My point is that the OP doesn't >lack awareness of other forms of capital, they're asserting that those aren't sufficient on their own, and that one of the reasons for that is the risk that stems from stepping down being something that you can fail at in the first place, with the consequences of cementing a reputation of "being bad at being a person" regardless of anything that's happened to that point. You don't have the opportunity of accumulating reputation without having that risk at the end, unlike a career, where you have the opportunity of taking a job that pays a regular paycheck regardless of whether you leave at the drop of a hat and burn all your bridges by doing so.

BugsJustFindMe 2 hours ago | parent [-]

> My point is that the OP doesn't >lack awareness of other forms of capital, they're asserting that those aren't sufficient on their own

OP said "it should be paid" because "it is a job", and so the rejection of that claim is two-fold: 1) Uncertainty in the expected value of payment does not change the fact that it's payment, 2) Payment in units other than dollars is still payment. If I get paid in bitcoins, the bitcoin market could completely collapse before I cash out. It's not different than that.

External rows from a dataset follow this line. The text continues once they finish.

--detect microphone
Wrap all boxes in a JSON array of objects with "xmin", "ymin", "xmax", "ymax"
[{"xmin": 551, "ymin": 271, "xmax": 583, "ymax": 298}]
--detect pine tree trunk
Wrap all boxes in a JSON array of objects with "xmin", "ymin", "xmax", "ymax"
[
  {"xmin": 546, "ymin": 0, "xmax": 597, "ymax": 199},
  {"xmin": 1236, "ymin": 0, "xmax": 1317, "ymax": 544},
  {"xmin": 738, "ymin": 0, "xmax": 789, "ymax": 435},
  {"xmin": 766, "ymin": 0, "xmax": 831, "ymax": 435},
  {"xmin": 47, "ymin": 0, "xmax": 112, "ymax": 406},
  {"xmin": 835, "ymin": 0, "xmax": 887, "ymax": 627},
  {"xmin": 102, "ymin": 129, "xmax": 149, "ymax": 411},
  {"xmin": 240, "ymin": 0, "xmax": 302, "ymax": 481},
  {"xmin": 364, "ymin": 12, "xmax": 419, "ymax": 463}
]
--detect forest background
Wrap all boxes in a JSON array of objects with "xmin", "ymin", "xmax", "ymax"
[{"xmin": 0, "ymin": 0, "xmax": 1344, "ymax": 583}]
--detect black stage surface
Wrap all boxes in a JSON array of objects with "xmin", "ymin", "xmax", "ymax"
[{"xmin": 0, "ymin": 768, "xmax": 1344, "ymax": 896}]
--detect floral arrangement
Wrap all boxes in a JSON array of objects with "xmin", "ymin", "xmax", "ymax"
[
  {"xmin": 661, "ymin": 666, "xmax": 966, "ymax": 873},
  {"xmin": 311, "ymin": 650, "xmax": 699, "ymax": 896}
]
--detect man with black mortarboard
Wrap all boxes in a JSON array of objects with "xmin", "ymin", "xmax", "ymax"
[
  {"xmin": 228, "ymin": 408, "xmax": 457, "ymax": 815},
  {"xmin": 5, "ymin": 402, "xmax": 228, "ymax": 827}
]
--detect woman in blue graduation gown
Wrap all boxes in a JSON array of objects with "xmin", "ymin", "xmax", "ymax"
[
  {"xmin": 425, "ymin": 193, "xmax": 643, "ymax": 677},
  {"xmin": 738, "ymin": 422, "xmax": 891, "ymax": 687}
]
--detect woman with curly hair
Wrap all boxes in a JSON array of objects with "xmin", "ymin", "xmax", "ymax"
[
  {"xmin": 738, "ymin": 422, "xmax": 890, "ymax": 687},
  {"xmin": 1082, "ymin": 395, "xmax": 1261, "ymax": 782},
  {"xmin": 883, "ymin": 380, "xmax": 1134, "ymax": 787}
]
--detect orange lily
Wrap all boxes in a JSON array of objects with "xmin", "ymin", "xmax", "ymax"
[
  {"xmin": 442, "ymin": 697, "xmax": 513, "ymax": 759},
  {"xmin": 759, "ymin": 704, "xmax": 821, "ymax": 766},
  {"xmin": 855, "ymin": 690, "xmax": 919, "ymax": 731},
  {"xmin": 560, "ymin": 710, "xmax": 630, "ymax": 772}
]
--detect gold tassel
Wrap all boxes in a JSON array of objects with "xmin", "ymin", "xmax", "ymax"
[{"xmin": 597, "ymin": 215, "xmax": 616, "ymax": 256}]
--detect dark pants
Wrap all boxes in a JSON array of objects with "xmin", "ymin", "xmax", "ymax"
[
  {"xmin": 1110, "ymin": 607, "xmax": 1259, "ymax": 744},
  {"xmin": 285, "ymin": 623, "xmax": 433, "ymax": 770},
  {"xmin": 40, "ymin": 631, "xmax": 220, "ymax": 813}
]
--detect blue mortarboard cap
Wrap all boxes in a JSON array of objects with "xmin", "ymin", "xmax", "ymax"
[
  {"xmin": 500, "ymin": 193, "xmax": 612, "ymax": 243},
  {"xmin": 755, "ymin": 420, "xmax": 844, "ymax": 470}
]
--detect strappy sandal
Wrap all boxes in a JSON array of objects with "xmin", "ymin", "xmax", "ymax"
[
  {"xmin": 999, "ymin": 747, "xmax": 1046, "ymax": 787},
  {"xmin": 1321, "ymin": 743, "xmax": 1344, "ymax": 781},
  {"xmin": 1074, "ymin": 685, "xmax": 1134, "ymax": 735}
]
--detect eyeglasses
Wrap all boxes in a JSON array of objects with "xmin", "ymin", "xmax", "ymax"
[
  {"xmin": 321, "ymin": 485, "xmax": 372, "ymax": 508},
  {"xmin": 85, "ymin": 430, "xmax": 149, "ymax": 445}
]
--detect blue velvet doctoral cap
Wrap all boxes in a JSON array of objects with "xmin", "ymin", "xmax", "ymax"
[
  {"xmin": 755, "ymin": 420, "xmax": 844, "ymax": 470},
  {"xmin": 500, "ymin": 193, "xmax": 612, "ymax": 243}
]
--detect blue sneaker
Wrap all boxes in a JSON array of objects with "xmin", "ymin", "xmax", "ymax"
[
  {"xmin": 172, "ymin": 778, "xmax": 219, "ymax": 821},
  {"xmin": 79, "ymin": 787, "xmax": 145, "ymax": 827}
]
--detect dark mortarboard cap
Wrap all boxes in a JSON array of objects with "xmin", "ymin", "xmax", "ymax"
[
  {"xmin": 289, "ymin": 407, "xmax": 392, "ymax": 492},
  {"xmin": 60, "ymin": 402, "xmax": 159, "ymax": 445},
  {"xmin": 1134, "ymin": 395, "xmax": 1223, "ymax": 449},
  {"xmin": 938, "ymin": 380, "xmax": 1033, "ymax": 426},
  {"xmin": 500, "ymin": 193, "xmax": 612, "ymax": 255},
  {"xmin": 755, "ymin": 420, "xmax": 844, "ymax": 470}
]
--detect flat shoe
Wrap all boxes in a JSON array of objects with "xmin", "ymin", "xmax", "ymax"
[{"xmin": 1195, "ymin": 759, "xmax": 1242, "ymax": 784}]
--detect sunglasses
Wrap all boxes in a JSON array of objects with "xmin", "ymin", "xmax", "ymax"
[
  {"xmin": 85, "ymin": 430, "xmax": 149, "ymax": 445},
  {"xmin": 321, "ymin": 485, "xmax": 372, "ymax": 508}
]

OP's specific written framing, that because it's a job it needs to be paid, which is only additive commentary if OP believes that it isn't being paid, disagrees with your prediction about what OP really secretly bases their statement on.

We can look further back in OP's comment as well:

> The movement grew out of frustration that commercial software cannot be freely improved and fixed by the user

This is only fractionally true, and it is only true in an unpaid way for a desire to consume free software. It is not true in an unpaid way for the desires to produce or maintain free software. Those are done because the producers and maintainers experience some kind of reward from doing so.

Arainach 2 hours ago | parent [-]

> Payment in units other than dollars is still payment. If I get paid in bitcoins, the bitcoin market could completely collapse before I cash out. It's not different than that.

I can't pay my rent or my server bills in "prestige". Entirely different.

BugsJustFindMe an hour ago | parent [-]

I can't pay my rent or server bills in "bitcoins". I need to leverage my bitcoins in some way to get "dollars" that I can then pay my bills with. Non-monetary payment is still payment. Rare pokémon cards are payment too.

Also, in fact, people get things that otherwise cost money all the time based on prestige.